Человеческий импульс понятен. Да и собственно поэтический - жажда обновления - тоже. Но была здесь сильная натяжка: получалось, что прежде Кибиров был только политиком, а о любви не писал. Получалось, что раньше не хватало ему внутренней свободы, что не знакома была клейкая зелень, что не видел он цвета любимых волос и небес, что слагал прежние свои песни как бы из-под палки, так сказать, "по велению гражданского долга".

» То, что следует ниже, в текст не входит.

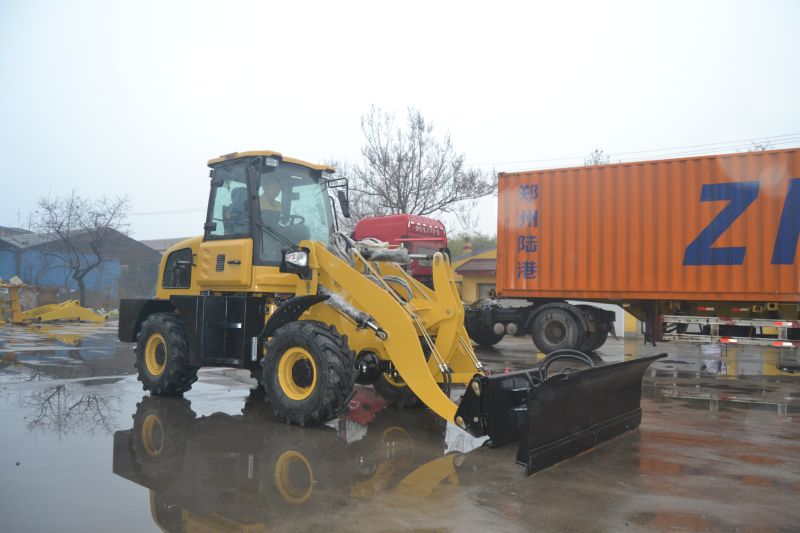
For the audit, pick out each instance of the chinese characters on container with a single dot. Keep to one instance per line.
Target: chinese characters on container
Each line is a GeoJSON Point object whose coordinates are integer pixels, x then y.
{"type": "Point", "coordinates": [528, 243]}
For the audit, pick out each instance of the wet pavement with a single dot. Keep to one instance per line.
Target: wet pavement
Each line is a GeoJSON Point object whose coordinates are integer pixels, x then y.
{"type": "Point", "coordinates": [83, 449]}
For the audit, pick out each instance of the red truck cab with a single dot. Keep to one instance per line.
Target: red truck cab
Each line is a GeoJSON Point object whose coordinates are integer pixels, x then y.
{"type": "Point", "coordinates": [421, 235]}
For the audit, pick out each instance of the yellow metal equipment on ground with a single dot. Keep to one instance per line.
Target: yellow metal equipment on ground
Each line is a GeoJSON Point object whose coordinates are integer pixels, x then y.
{"type": "Point", "coordinates": [69, 311]}
{"type": "Point", "coordinates": [273, 287]}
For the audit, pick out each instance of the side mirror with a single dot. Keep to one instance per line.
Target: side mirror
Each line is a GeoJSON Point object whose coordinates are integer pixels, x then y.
{"type": "Point", "coordinates": [344, 203]}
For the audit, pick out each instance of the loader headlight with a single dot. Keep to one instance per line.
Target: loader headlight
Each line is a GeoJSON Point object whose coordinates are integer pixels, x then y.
{"type": "Point", "coordinates": [297, 258]}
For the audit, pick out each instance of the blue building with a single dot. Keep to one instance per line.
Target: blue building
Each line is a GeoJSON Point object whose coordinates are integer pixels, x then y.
{"type": "Point", "coordinates": [129, 269]}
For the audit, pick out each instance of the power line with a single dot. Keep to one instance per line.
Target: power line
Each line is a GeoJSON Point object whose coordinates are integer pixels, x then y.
{"type": "Point", "coordinates": [170, 212]}
{"type": "Point", "coordinates": [774, 140]}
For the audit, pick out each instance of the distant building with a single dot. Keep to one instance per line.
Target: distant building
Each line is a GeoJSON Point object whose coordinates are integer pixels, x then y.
{"type": "Point", "coordinates": [130, 271]}
{"type": "Point", "coordinates": [162, 245]}
{"type": "Point", "coordinates": [476, 273]}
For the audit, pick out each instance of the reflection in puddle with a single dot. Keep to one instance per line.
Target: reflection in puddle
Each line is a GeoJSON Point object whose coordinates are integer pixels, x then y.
{"type": "Point", "coordinates": [248, 469]}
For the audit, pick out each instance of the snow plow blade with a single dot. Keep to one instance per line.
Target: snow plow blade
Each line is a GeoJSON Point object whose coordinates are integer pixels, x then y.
{"type": "Point", "coordinates": [558, 417]}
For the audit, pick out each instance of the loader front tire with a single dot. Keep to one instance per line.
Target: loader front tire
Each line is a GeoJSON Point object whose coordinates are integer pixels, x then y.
{"type": "Point", "coordinates": [162, 356]}
{"type": "Point", "coordinates": [395, 393]}
{"type": "Point", "coordinates": [309, 373]}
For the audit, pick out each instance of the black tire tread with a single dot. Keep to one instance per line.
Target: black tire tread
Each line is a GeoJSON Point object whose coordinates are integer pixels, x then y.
{"type": "Point", "coordinates": [179, 374]}
{"type": "Point", "coordinates": [336, 372]}
{"type": "Point", "coordinates": [537, 332]}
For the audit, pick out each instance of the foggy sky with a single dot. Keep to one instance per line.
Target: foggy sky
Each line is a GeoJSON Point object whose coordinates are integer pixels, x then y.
{"type": "Point", "coordinates": [132, 98]}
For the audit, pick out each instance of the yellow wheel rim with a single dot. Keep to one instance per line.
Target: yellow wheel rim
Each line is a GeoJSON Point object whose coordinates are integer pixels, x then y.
{"type": "Point", "coordinates": [152, 435]}
{"type": "Point", "coordinates": [155, 354]}
{"type": "Point", "coordinates": [297, 373]}
{"type": "Point", "coordinates": [294, 477]}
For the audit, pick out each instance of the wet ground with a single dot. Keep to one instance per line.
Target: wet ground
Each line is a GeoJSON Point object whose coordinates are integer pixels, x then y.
{"type": "Point", "coordinates": [83, 449]}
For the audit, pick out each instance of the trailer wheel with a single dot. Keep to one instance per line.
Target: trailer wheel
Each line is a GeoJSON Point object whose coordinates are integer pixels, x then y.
{"type": "Point", "coordinates": [308, 373]}
{"type": "Point", "coordinates": [395, 393]}
{"type": "Point", "coordinates": [555, 328]}
{"type": "Point", "coordinates": [162, 356]}
{"type": "Point", "coordinates": [487, 338]}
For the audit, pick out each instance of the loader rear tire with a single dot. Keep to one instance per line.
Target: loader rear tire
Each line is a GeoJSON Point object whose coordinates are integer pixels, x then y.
{"type": "Point", "coordinates": [555, 328]}
{"type": "Point", "coordinates": [309, 373]}
{"type": "Point", "coordinates": [162, 356]}
{"type": "Point", "coordinates": [396, 394]}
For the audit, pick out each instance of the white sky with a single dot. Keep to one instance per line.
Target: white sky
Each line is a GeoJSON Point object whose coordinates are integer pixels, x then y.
{"type": "Point", "coordinates": [132, 98]}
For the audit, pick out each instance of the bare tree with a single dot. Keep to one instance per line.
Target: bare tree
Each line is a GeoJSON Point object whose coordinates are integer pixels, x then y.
{"type": "Point", "coordinates": [60, 410]}
{"type": "Point", "coordinates": [80, 230]}
{"type": "Point", "coordinates": [407, 169]}
{"type": "Point", "coordinates": [596, 158]}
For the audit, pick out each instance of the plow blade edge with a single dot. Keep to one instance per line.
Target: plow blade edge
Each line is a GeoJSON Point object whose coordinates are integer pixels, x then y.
{"type": "Point", "coordinates": [570, 413]}
{"type": "Point", "coordinates": [559, 417]}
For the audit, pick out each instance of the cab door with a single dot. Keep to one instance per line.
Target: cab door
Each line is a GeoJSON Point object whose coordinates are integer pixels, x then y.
{"type": "Point", "coordinates": [225, 261]}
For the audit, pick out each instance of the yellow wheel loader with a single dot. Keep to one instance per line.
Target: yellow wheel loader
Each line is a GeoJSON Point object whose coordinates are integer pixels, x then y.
{"type": "Point", "coordinates": [271, 286]}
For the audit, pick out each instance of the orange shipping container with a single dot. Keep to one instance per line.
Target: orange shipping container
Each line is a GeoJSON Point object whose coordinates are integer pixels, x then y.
{"type": "Point", "coordinates": [721, 227]}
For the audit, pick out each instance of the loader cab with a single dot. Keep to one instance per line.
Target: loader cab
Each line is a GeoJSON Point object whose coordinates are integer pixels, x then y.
{"type": "Point", "coordinates": [259, 203]}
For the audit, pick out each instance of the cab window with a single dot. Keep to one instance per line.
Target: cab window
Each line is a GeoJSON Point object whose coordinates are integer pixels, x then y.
{"type": "Point", "coordinates": [228, 213]}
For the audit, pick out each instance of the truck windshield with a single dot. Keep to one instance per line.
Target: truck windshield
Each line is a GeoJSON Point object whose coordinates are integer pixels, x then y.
{"type": "Point", "coordinates": [294, 203]}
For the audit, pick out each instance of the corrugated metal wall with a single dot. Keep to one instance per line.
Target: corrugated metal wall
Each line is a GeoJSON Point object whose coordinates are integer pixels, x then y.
{"type": "Point", "coordinates": [697, 228]}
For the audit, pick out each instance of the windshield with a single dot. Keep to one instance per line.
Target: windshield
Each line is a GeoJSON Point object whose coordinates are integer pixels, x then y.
{"type": "Point", "coordinates": [294, 203]}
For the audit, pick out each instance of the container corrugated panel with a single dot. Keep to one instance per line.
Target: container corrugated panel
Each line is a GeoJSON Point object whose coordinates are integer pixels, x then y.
{"type": "Point", "coordinates": [719, 227]}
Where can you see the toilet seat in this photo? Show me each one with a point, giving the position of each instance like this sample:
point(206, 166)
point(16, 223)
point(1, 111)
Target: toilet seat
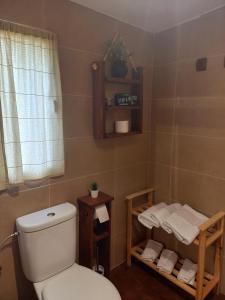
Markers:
point(77, 283)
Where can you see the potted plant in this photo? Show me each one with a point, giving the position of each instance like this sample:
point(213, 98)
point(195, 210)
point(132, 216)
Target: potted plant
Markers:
point(94, 190)
point(118, 55)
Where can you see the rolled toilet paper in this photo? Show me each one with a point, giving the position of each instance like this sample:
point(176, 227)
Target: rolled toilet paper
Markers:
point(122, 126)
point(101, 213)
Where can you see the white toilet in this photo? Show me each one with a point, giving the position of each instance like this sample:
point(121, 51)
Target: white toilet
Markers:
point(47, 243)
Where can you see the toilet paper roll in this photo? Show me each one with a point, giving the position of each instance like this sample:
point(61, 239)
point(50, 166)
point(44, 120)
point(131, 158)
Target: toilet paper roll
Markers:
point(101, 213)
point(122, 126)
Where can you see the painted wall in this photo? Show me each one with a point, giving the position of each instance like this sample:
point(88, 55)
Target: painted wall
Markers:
point(118, 165)
point(188, 118)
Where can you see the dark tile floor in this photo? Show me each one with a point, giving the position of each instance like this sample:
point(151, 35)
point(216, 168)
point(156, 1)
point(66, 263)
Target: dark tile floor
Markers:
point(140, 283)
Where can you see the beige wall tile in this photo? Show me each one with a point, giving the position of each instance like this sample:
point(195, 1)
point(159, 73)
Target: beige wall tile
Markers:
point(202, 154)
point(202, 192)
point(129, 180)
point(77, 116)
point(164, 80)
point(118, 255)
point(119, 219)
point(161, 147)
point(130, 150)
point(81, 33)
point(75, 71)
point(76, 25)
point(163, 112)
point(24, 203)
point(166, 46)
point(210, 83)
point(159, 178)
point(201, 116)
point(86, 156)
point(139, 43)
point(204, 36)
point(18, 12)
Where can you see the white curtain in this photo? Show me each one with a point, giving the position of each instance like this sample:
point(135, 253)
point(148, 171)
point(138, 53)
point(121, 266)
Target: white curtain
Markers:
point(31, 105)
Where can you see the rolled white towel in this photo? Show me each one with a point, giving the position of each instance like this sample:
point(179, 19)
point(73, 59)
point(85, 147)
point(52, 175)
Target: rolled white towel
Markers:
point(187, 272)
point(167, 261)
point(152, 250)
point(184, 223)
point(148, 217)
point(165, 213)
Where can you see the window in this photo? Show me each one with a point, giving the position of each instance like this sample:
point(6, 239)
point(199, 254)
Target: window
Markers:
point(31, 105)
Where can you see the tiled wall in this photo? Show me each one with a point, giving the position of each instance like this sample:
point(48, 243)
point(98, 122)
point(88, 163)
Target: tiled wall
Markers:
point(188, 117)
point(119, 165)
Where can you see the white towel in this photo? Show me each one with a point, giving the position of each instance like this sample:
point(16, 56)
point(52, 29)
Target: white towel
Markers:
point(165, 213)
point(152, 250)
point(187, 272)
point(185, 224)
point(167, 261)
point(149, 217)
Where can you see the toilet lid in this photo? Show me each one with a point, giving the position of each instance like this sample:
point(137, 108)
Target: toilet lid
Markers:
point(79, 283)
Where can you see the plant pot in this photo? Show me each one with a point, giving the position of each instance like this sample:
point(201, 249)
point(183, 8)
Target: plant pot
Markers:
point(94, 194)
point(119, 68)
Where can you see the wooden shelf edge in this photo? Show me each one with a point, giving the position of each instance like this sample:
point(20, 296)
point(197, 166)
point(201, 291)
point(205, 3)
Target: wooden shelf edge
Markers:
point(123, 107)
point(210, 280)
point(122, 80)
point(102, 236)
point(115, 135)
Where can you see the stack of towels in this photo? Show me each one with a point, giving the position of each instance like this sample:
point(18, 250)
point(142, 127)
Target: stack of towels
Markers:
point(183, 221)
point(187, 272)
point(168, 260)
point(152, 250)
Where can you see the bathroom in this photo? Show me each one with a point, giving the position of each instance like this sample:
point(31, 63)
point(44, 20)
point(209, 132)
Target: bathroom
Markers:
point(178, 152)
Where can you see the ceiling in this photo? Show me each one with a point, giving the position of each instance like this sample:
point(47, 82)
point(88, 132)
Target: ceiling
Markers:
point(153, 15)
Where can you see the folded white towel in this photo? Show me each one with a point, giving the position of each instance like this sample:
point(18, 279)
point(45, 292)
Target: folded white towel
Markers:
point(152, 250)
point(187, 272)
point(165, 213)
point(149, 217)
point(185, 224)
point(167, 261)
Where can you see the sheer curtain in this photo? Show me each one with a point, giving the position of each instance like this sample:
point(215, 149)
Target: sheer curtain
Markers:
point(31, 105)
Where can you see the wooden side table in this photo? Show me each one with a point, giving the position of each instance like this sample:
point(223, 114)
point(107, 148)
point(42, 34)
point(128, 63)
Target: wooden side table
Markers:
point(93, 234)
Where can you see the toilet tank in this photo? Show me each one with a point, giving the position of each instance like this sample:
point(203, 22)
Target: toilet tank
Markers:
point(47, 241)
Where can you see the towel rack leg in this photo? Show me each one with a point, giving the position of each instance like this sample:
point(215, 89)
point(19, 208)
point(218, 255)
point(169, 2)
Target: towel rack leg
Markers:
point(129, 231)
point(201, 265)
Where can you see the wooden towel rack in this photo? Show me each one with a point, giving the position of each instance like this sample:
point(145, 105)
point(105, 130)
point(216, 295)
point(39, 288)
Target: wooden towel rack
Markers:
point(211, 233)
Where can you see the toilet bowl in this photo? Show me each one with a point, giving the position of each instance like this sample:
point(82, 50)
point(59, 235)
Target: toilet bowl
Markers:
point(47, 242)
point(76, 282)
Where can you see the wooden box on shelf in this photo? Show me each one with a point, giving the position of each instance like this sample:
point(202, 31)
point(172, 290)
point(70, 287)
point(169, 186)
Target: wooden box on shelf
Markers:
point(102, 111)
point(93, 234)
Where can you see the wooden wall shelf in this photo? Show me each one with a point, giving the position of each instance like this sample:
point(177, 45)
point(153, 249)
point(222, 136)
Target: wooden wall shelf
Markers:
point(104, 114)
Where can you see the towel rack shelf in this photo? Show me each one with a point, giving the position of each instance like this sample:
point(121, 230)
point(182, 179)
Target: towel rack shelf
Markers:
point(211, 233)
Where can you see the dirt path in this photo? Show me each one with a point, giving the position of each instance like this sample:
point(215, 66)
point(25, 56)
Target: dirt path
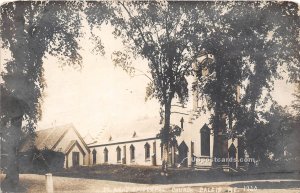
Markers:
point(36, 184)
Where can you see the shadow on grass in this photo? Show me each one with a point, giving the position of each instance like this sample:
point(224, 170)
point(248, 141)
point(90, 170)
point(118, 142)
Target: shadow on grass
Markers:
point(151, 175)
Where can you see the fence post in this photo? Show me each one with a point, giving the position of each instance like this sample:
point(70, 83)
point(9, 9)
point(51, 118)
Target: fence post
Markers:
point(49, 183)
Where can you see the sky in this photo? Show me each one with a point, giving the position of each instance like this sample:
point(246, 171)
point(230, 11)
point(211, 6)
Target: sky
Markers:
point(99, 97)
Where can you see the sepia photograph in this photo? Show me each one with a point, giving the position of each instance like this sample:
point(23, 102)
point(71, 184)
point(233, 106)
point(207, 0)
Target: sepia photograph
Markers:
point(149, 96)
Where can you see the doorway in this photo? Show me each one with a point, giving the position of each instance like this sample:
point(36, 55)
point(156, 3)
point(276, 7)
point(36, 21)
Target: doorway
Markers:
point(75, 158)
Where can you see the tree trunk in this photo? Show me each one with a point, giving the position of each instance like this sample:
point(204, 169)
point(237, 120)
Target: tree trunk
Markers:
point(165, 140)
point(11, 180)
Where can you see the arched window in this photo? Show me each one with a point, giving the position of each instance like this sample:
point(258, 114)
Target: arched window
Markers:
point(205, 140)
point(132, 153)
point(105, 155)
point(147, 151)
point(94, 156)
point(118, 154)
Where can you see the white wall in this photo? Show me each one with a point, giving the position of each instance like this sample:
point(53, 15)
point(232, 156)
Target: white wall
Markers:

И некрасовский скорбный анапест менять/ на набоковский тянет меня. Это автополемика с последней главой поэмы "Сквозь прощальные слезы": Мне б злорадствовать, мне б издеваться/ Над районным культуры дворцом./ Над рекламой цветной облигаций./ Над линялым твоим кумачом <...> Над вестями о зерно-бобовых,/ Над речами на съезде СП,/ Над твоей сединой бестолковой,/ Над своею любовью к тебе. // Над дебильною мощью Госснаба/ Хохотать бы мне что было сил - / Да некрасовский скорбный анапест/ Носоглотку слезами забил. Но в том и дело, что "некрасовский" анапест неотделим от "набоковского". Отвяжись, я тебя умоляю - строчку из обращенного к России трагического стихотворения "свободного артиста" Кибиров прежде поставил эпиграфом к первой "Рождественской аллегории" (1986) и вмонтировал в ее текст. Несчастная пьющая тетка, протрезвев и причепурившись, ждет новогодних гостей: Но не будет подарков тебе никаких,/ морда пьяная, рыло дурное!/ На погосте маманя, на нарах жених,/ вены вздулись под старым капроном. // Что ж сучара ты ждешь, что блядища глядишь,/ улыбаешься, дура такая?/ На-ка, выкуси шиш, отвяжись, отвяжись,/ не дыши на меня, умоляю... Надо ли объяснять, что страхолюдину эту Кибиров любит - и нет в любви границы меж "некрасовским", "набоковским" и единящим их "блоковским" началами. Через четырнадцать лет поэт почти так же скажет о другой бабище - России: Так вольготно меж трех океанов/ развалилась ты, матушка-пьянь,/ что жалеть тебя глупо и странно,/ а любить... да люблю я, отстань. Здесь слово "люблю" и не прячется.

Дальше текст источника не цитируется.